When the State of Israel was founded, one of the challenges was to ensure true Jewish pluralism that would allow people adhering to different social visions and ideologies to have a shared civic existence under a single political sovereignty – despite disagreement over issues of faith and life style. In 2018, it turns out that Israeli democracy has largely enabled the inclusion of the Haredi “other,” and that its ability to accept him or her “as s/he is” in its institutions is expanding day by day, mainly due to demographic realities that require the Haredi population’s fair participation in economic burden sharing.
There is a consensus among researchers that the Haredi world in Israel is undergoing a process of Israelization. It is reasonable to assume that the integration process that began in the workforce and in political affairs will continue to grow, and that, in the end, mutually agreed upon solutions will be found for issues that appear to be burning today.
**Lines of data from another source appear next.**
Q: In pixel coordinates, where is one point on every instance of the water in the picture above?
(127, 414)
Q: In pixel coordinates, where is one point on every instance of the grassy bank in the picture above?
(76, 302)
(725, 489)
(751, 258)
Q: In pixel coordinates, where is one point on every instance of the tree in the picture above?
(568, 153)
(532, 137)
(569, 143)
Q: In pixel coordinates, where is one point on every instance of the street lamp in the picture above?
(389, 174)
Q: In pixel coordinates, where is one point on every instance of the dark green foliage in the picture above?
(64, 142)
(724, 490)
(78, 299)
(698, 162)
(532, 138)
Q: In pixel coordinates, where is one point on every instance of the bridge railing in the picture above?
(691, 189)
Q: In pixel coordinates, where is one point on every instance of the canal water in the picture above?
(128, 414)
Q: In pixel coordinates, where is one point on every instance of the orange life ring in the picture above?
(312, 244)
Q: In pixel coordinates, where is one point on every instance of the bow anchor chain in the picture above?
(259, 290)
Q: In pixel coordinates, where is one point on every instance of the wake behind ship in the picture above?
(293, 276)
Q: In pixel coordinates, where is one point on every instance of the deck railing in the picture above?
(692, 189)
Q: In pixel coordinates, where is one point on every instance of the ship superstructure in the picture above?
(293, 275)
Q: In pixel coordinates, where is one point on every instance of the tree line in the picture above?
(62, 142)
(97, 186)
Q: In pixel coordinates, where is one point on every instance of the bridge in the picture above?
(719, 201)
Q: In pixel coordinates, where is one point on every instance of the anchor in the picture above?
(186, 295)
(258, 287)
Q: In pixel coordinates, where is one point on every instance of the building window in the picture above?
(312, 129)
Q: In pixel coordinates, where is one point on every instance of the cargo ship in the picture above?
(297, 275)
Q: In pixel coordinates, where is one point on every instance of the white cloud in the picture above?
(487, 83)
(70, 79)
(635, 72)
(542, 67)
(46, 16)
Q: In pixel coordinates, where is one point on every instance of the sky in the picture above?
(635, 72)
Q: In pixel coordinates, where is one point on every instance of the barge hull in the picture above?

In the next 70 years, the Haredi community’s main challenge will be to formulate a narrative that enables it to distinguish itself from the National-Religious sector, even though both will be integrated into the public sector, study in institutions of higher learning, and serve in the IDF. The Government of Israel, on its part, should continue on a course of balanced and pragmatic policy, enabling those who want to integrate without surrendering their unique identity, and guide the adoption of the American Ultra-Orthodox societal pattern.
In the United States, as is well known, the Ultra-Orthodox public observes a way of life that is insular and dedicated to observance of the Mitzvoth and Torah study, while also participating fully in the workforce and the economy and, to a certain extent, in the general society.
The realization of this policy depends on the willingness of the Ultra-Orthodox to respect the general public and to refrain from interfering in non-Haredi lifestyles.